The Matt Project, fenomenologia del power pop
Il quarto disco di The Matt Project, tra rock eighties e funk
Fenomenologia del power pop. Etica ed estetica di un genere che genere non è. In tre parole: The Matt Project. Ovvero, Jury Magliolo (voce, basso, tastiere), Carlo Poddighe (voce, chitarre) e Matteo Breoni (batteria). Al traguardo (mica da poco) del disco numero quattro con Overnight, distillato in dieci tracce di pura attitudine eighties, in bilico tra martellanti aspirazioni rock e sapide sfumature black-funk. Le coordinate? Prince, Michael Jackson, Sly & the Family Stone, Mark Ronson e Artic Monkeys.
A mettere le carte in tavola ci pensano i diretti interessati. Anche se al felice quadretto viene da aggiungere, facendo qualche passo di lato rispetto ai santi protettori dichiarati alla dogana, gli inevitabili Steely Dan, i T Rex dell'epifania glam, l'altro Ronson, Mick (via Bowie), i Fleetwood Mac di Rumors (ma per assonanza chitarristica pure quegli altri che preferivano di gran lunga il blues), l'Electric Light Orchestra, Todd Rungren, i Police, gli Stones più sculettanti e un pizzico di buon vecchio garage. Parecchia roba, insomma. Frullata e compressa dentro un sound dritto, compatto, affilato macinando chilometri di palchi (quando ancora i palchi si poteva macinarli davanti alla gente), perfettamente a fuoco nonostante l'eterogeneo campionario di agganci e rimandi.

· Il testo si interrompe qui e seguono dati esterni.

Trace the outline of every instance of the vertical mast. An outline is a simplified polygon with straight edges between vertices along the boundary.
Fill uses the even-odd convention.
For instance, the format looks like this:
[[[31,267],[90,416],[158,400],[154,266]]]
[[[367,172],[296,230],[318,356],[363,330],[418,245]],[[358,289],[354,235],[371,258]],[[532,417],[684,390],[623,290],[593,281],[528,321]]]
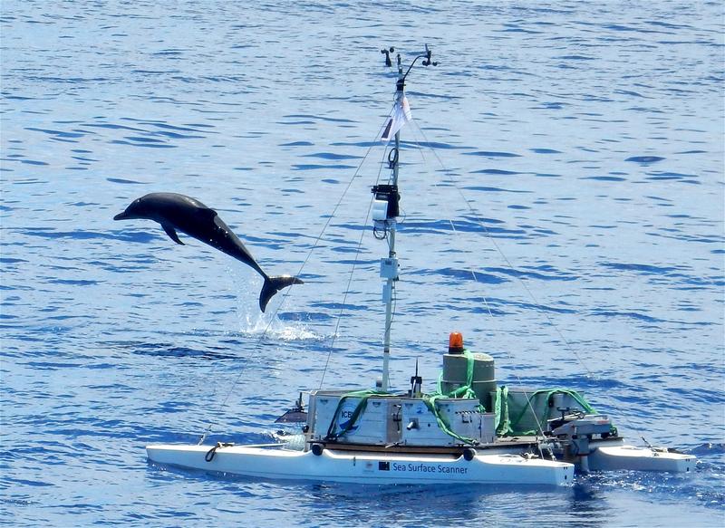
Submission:
[[[393,48],[389,50],[382,50],[381,53],[385,54],[385,63],[387,66],[392,66],[390,60],[390,53],[393,52]],[[418,55],[413,59],[408,71],[403,73],[402,62],[400,53],[397,56],[398,62],[398,80],[396,82],[395,91],[395,104],[393,113],[397,109],[402,110],[403,100],[405,98],[405,78],[411,72],[411,69],[415,64],[418,59],[423,59],[422,64],[424,66],[437,65],[437,62],[430,61],[430,50],[428,49],[428,44],[425,46],[425,53]],[[409,116],[410,118],[410,116]],[[382,235],[375,235],[378,238],[388,240],[388,257],[381,259],[380,274],[381,277],[386,279],[385,284],[382,288],[382,301],[385,303],[385,334],[382,341],[382,382],[381,389],[387,391],[390,388],[390,356],[391,356],[391,325],[392,323],[392,303],[395,299],[395,283],[398,281],[398,259],[395,254],[395,230],[396,230],[396,216],[398,216],[398,168],[400,166],[400,152],[401,152],[401,132],[400,129],[395,132],[395,146],[388,156],[390,168],[392,170],[391,183],[388,185],[375,186],[372,192],[375,193],[376,203],[373,205],[373,224],[375,229],[373,233],[378,233],[379,230],[382,231]],[[377,214],[374,208],[378,207]],[[384,212],[381,210],[384,208]]]
[[[405,76],[402,74],[402,63],[401,62],[401,55],[398,54],[398,82],[396,82],[396,91],[395,91],[395,107],[402,104],[402,98],[405,96],[405,92],[403,91],[403,88],[405,86]],[[395,132],[395,147],[392,154],[392,160],[391,161],[391,166],[392,168],[392,179],[391,184],[392,185],[393,189],[397,193],[398,187],[398,166],[400,164],[400,152],[401,152],[401,131],[398,130]],[[388,259],[387,263],[383,262],[381,264],[381,273],[382,274],[382,269],[384,266],[389,265],[394,267],[397,271],[398,269],[398,259],[395,258],[395,226],[396,222],[393,218],[392,222],[390,222],[390,226],[388,227]],[[388,274],[391,275],[392,274]],[[398,280],[397,274],[394,276],[388,276],[387,282],[385,283],[385,287],[383,289],[382,298],[385,302],[385,334],[382,340],[382,386],[381,389],[383,391],[388,390],[388,387],[390,385],[390,370],[388,363],[390,361],[391,357],[391,325],[392,323],[392,302],[395,298],[395,282]]]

C'è già tutto (o quasi) nel brano che dà il titolo al disco, piazzato in apertura a mo' di dichiarazione d'intenti: riff micidiale a prenderti per il collo, batteria pastosa, atmosfera viziosamente notturna, coretti ruffiani. Si parte. “Talking About” sterza di brutto verso i Settanta; “Dancing in the Fire” arriva trafelata dalla Memphis dei Big Star con un disco dei Queen periodo calzamaglia sotto il braccio (Sheer Heart Attack o A Day at the Races, fate voi); “Smiling” profuma sensualmente di Manhattan; “Something About You” è un calcione negli stinchi assestato con il ghigno di chi la sa lunga. Ma è con “Running from the Beast”, la spettacolare “Morning” (Prince, Prince e ancora Prince!) e “Real Deal” che viene fuori l'anima black del trio, che sullo slancio chiude il cerchio con l'irresistibile “New York City”, congedo e apice di una scaletta elettrizzante.
Che rende pienamente giustizia alle miracolose sei corde di Poddighe, strumentista dotato di una duttilità e di una capacità di stare dentro la musica più uniche che rare, a una sezione ritmica implacabile e all'esplicita intenzione di preservare l'impatto live, riducendo al minimo l'editing e affidandosi al tepore dell'analogico. «Non siamo mai stati grandi fan di virtuosismi e sofisticazioni forzate: le imperfezioni ci fanno sentire vivi». Missione compiuta.